The Salary Average, Standard Deviation, 95% Probability Range and Probability of zero salary for each variable:
- Entry Level Salary Average = $40,853
- Standard Deviation = $1,340
- 95% Probability Range = $38,227 to $43,479
- there is less than a one-hundredth of one percent ( < 00.01 % ) probability that the Entry Level salary is equal to zero
- Financial Trading System = + $25,931
- Standard Deviation = $4,228
- 95% Probability Range = $17,643 to $34,220
- there is less than a one-hundredth of one percent ( < 00.01 % ) probability that the Financial Trading System qualification determines zero salary
- San Francisco-Oakland-San Jose, CA = + $14,535
- Standard Deviation = $753
- 95% Probability Range = $13,059 to $16,011
- there is less than a one-hundredth of one percent ( < 00.01 % ) probability that the San Francisco-Oakland-San Jose, CA qualification determines zero salary
- Experience = $25,026 ∗ ln(Number of Years of Experience + 1)
- Standard Deviation = $788
- 95% Probability Range = $23,481 to $26,571
- there is less than a one-hundredth of one percent ( < 00.01 % ) probability that Experience determines zero salary.
F-Distribution Statistical Test
The F-Distribution probability considers whether the Salary Average regression equation is statistically equivalent to an equation set to zero.
The regression equation can be insignificant if its standard deviation is too large.>
The lower the F-Distribution probability the more confidence is given to the regression equation:
- The Java & JSF-JSP-HTML-XML User Interface - Developer Salary Average equation has less than a one-hundredth of one percent ( < 00.01 % ) probability that it is equal to zero.
The Salary Average regression equation required a correction for Heteroscedasticity.
The residuals are not uniform for all job characteristics:
- the residuals increase at a decreasing rate as the years of Experience increase
- the residuals are larger when Financial Trading System is required
- the residuals are smaller when San Francisco-Oakland-San Jose, CA is required.
This additional information was factored into the analysis by dividing each want ad by its level of variance found in the heteroscedasticity regression equation:
- (e^(4.1503 + 0.2834ln(Years) + 0.7886TradingSystem - 0.2889SanFranSanJose))^.5.
The heteroscedasticity regression equation is verified to have an F-Distribution probability of less than 1 tenth of 1 percent chance ( < 00.10 % ) of not existing.
Each job characteristic of the heteroscedasticity regression equation is verified to have a t-Distribution probability of less than a 1 percent chance of not existing.
The Standard Deviation is the average residual found in a want ad.
$19,993 = Standard Deviation.
The Salary Ranges are calculated by adding ±(Standard Deviation ∗ t-Distribution Statistic) to the Salary Average.

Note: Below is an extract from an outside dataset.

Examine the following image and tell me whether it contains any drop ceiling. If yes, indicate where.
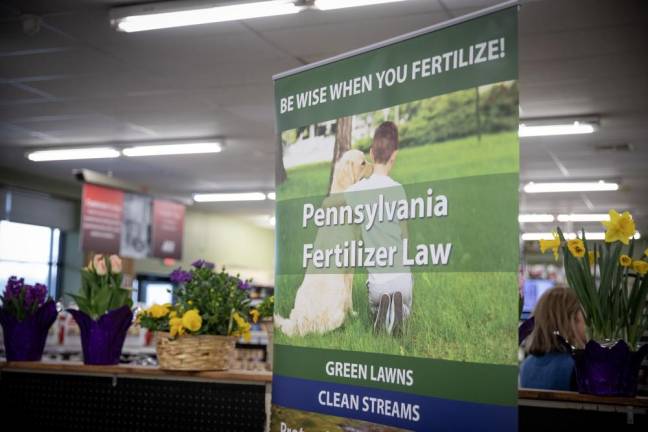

The Salary Range factors are:
- $19,993 = Standard Deviation
- t-Distribution Statistics for the 4,382 want ads of the sample =
- 0.1257 for 10% Salary Range
- 0.3187 for 25% Salary Range
- 0.4308 for 33% Salary Range
- 0.6745 for 50% Salary Range
- 0.9675 for 67% Salary Range
- 1.2817 for 80% Salary Range
- 1.6452 for 90% Salary Range
- 1.9605 for 95% Salary Range
The 95% range of Experience is calculated by adding ±(Standard Deviation ∗ t-Distribution Statistic) to the Experience Average:
- 2 Years and 1 Month = Standard Deviation of Experience
- 1.9605 = t-Distribution statistic for 95% Experience Range.